Even a fire alarm during the second half of the performance didn’t dampen the mood, as the audience cheered a couple of firefighters delivering the panto cast back to the stage for the show to go on to an ecstatic reception.
Gwilym Gibbons, chief executive of Horsecross Arts, the creative organisation behind Perth Theatre and Perth Concert Hall said:
“This is an incredibly exciting moment! The Perth Theatre transformation has secured the future of one of Scotland’s most historic and culturally significant landmarks for many generations to enjoy. We are immensely proud of the achievement. I would like to thank everyone involved in the process – our partners at Perth & Kinross Council, funders the Gannochy Trust, Creative Scotland, the Heritage Lottery Fund and other trusts, foundations and individuals, as well as our architects, suppliers and contractors and all who have worked on this amazing building. I would like to thank our staff for their hard work and commitment over the many years of the project and I know that I speak for all
of us when I say how much we are all looking forward to giving the theatre back to its real owners – the people of Perth!”

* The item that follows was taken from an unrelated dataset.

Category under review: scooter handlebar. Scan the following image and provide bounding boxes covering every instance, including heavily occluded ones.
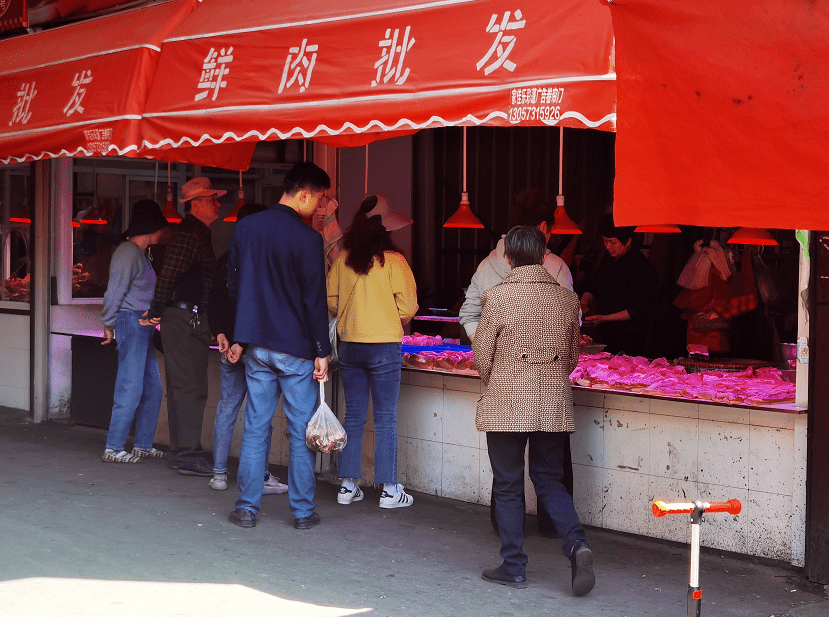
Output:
[652,499,742,518]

Lu Kemp, artistic director for Perth Theatre said:
“Perth Theatre used to be called the People’s Theatre Perth – we’ve redeveloped and restored it, we need local people to re-inhabit it and to bring it back to life! We look forward to welcoming everybody and hope they will help return this extraordinary building to its former glory – a busy, warm place used and enjoyed by everyone.”
Councillor Ian Campbell of Perth & Kinross Council said:
“The transformation of Perth Theatre has been a joint endeavour and a partnership between Perth & Kinross Council and Horsecross Arts. The Council owns the Theatre and is its long-term custodian as one of our most precious heritage assets in our beautiful city. Horsecross Arts is one of Scotland’s most exciting arts organisations and we are proud to have them deliver their artistic vision from the Theatre, the Concert Hall and across Perth and Kinross. This project has been almost a decade in the realisation and, like all joint endeavours, has involved many people. All these people have very different skills and expertise, but they share a common passion for this project and an absolute determination to see it successfully realised. They can be rightly proud of themselves.”
Perth Theatre has a long history of artistic innovation and excellence having been at the heart of cultural life in Perth for over a century. The transformation of the theatre has restored and redeveloped one of Scotland’s oldest and best loved theatres for generations to come. The B listed Edwardian auditorium has been restored to its former glory and a new 200 seat studio theatre – the Joan Knight Studio – has been created. The newly transformed venue has increased workshop spaces for creative learning and
community projects, including the thriving Perth Youth Theatre, as well as improved access and facilities for audiences and visitors.
Funding for the £16.6m project has been pledged from project partners Perth & Kinross Council, Creative Scotland, The Gannochy Trust, the Heritage Lottery Fund, other trusts and foundations, individual donations and other supporters and funding bodies.